時計を見る。取材まであと25分。取材先はここから徒歩で7、8分。私は踵を返して、地下鉄の駅に走った。

「あの、すみません、忘れ物を! 10分くらい前に出た電車の網棚に、仕事の重要な書類が入った大きな封筒を置いて降りてしまいました。次の駅で、駅員さんに調べていただくことはできませんか?」

「え? 忘れ物ですか? 電車が正確にわかれば、そういうことができる可能性はあるけどねえ……。どこの駅も忙しいから、終点で回収されるのを待っていただくことになるかもしれません。どれ、とりあえず届いているか、遺失物センターに訊いてみましょうか。降りた電車の時間と行先、何号車かわかりますか?」

私は震える手で時刻表を検索し、さっきまで乗っていた電車を特定すると伝えた。駅員さんは親切に電話をかけてくれたけれど、すぐに首を振る。

混んだ車内でホットフラッシュ…!吹き出す汗が原因で、思わずとってしまった行動が大トラブルの原因に!?_img0
 

「まだ届いてないねえ。
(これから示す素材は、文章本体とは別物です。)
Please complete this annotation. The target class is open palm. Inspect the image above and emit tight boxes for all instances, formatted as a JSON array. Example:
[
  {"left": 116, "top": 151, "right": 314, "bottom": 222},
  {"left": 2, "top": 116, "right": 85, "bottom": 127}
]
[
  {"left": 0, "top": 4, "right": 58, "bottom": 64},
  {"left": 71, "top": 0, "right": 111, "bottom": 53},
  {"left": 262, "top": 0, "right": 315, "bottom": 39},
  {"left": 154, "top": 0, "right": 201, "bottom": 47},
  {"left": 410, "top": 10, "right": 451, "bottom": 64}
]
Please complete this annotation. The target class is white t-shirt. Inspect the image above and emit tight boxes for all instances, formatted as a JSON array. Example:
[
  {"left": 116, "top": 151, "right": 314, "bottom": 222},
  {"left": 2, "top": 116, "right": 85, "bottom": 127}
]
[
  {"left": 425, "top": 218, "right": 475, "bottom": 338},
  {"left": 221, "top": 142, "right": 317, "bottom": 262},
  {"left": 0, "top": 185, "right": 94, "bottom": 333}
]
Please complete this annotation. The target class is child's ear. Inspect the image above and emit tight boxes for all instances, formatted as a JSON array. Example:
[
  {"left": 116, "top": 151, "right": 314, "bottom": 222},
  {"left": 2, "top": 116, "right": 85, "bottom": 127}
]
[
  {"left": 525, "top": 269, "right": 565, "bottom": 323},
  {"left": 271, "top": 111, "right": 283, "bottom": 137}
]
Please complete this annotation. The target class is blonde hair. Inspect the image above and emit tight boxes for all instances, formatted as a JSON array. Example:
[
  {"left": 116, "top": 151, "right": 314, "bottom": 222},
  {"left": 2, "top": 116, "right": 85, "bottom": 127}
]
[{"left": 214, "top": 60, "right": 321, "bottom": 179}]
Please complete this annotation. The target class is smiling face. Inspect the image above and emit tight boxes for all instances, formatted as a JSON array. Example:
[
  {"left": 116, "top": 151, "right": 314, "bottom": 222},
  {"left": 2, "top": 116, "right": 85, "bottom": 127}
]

その電車は、ほかの路線に接続しているから、しばらく車両点検はないんですよ。まあちょっとやってみますけれどもね。少々お時間をいただきますよ。夕方に電話してください」

駅員さんがせっかく案内をしてくれているのに、私は焦りのあまりちっとも頭に入ってこない。

――どうしよう! 校正の赤字を入れてもらった原稿を失くすなんて……。あのゲラに編集長と再読してさらに赤字を入れたのに! しかも差し替え予定の、取材先に借りた紙焼き写真が入ってる……!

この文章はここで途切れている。